An Afghan official at the airport in the northern city of Mazar-e-Sharif said that the would-be passengers were Afghans, many of whom did not have passports or visas, and thus were unable to leave the country. He said they had left the airport while the situation was sorted out.
A top Republican on the U.S. House Foreign Affairs Committee said that the airplanes’ passengers include Americans. He said the passengers were sitting on the planes, but the Taliban were not letting them take off, effectively “holding them hostage.”
Mr McCaul told Fox News there were six planes carrying American citizens and Afghan interpreters waiting at the airport.
“[The State Department] has cleared these flights and the Taliban will not let them leave the airport.
“We know the reason why is because the Taliban want something in exchange.”
Marina LeGree, founder and CEO of the NGO Ascend Athletics which works with Afghan girls and women, told the BBC that the number of planes could be higher than six, saying she has heard there could be as many as 1,000 people waiting to get out.
Her organisation has a group of 34 people who have been waiting to leave for six days, among them 19 Americans and two green card holders. They are part of a larger organised evacuation under the auspices of the US government.
Ms LeGree who revealed that the Taliban came into the place where people were being held and arrested people a couple of times. said she believed a dispute or negotiation between the Taliban and the Afghan airline Kam Air was holding up the flights.

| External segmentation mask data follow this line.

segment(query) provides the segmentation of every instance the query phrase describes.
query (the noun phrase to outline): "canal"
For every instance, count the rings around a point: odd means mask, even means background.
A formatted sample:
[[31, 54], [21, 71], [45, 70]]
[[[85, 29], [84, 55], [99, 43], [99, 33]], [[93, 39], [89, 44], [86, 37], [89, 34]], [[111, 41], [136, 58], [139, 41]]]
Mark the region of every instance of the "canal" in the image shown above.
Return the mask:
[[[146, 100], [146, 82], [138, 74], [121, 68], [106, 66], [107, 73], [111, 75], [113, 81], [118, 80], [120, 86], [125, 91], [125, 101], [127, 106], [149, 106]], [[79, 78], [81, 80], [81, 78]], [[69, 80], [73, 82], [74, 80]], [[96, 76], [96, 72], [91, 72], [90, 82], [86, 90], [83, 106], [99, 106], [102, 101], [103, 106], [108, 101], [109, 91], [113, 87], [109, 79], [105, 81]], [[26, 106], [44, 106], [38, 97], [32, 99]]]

“We’re just patiently waiting like everyone else and we’ve got people with families, there’s a three-year-old in our mix who has been hauled around for a week now.
“It’s just a worrying situation overall.”
“This is not true. Our Mujahideen have nothing to do with ordinary Afghans. This is propaganda and we reject it.”
The final days of America’s 20-year war in Afghanistan were marked by a harrowing airlift at Kabul’s airport to evacuate tens of thousands of people, Americans and their allies who feared what the future would hold, given the Taliban’s history of repression, particularly of women. However when the last troops pulled out on August 30, many were left behind.